Significant reductions in adverse drug events, infections, wounds and use of restraints in nursing homes are among the key achievements touted this week by federal regulators. The good news comes in a progress report on the Centers for Medicare & Medicaid Services’ Quality Improvement Organization Program, a five-year effort designed to enhance the quality of services for Medicare beneficiaries.
CMS redesigned the QIO program in August 2014. More than 5,000 nursing homes were recruited to participate in the national collaborative.
Among the achievements among participating nursing homes:
• 44,640 potential adverse drug events were prevented;
• 3,374 pressure ulcers were prevented or healed in 787 facilities;
• 6,250 Medicare beneficiaries in 981 facilities are now restraint free; and
• 85,149 fewer days with urinary catheters for Medicare beneficiaries.
Two key nursing home goals in the five-year program are a resident-centered care and safety initiative, and an effort to reduce the use of antipsychotics.

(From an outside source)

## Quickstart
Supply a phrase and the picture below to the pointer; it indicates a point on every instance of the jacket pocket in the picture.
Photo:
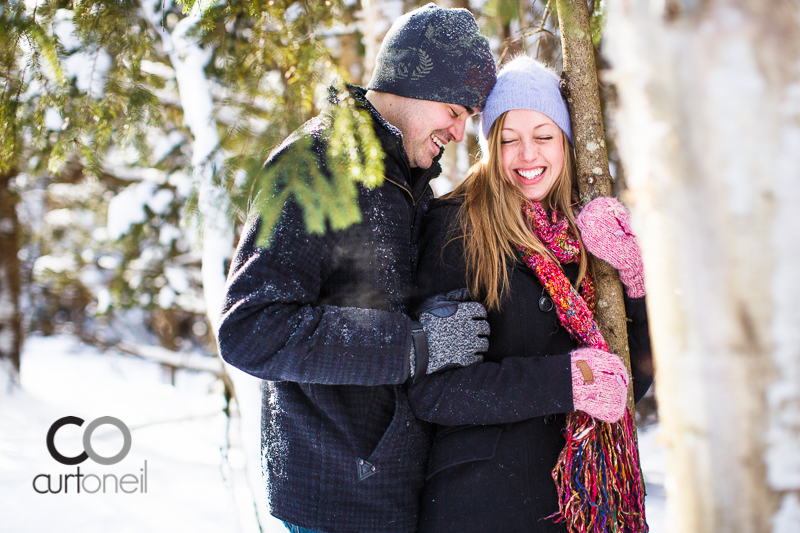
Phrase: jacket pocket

Under the quality of resident-centered care and safety initiative, the QIO program hopes to unite nursing homes, key stakeholders and organizations throughout their communities to share tools, knowledge and technology to achieve system-wide improvement. One in five nursing home residents current suffer preventable harm, according to a recent Inspector General report.
The antipsychotics reduction initiative aims to reduce an original 19.8% national use of antipsychotics in long-stay nursing home residents while providing education, training and technical assistance to nursing home facilities.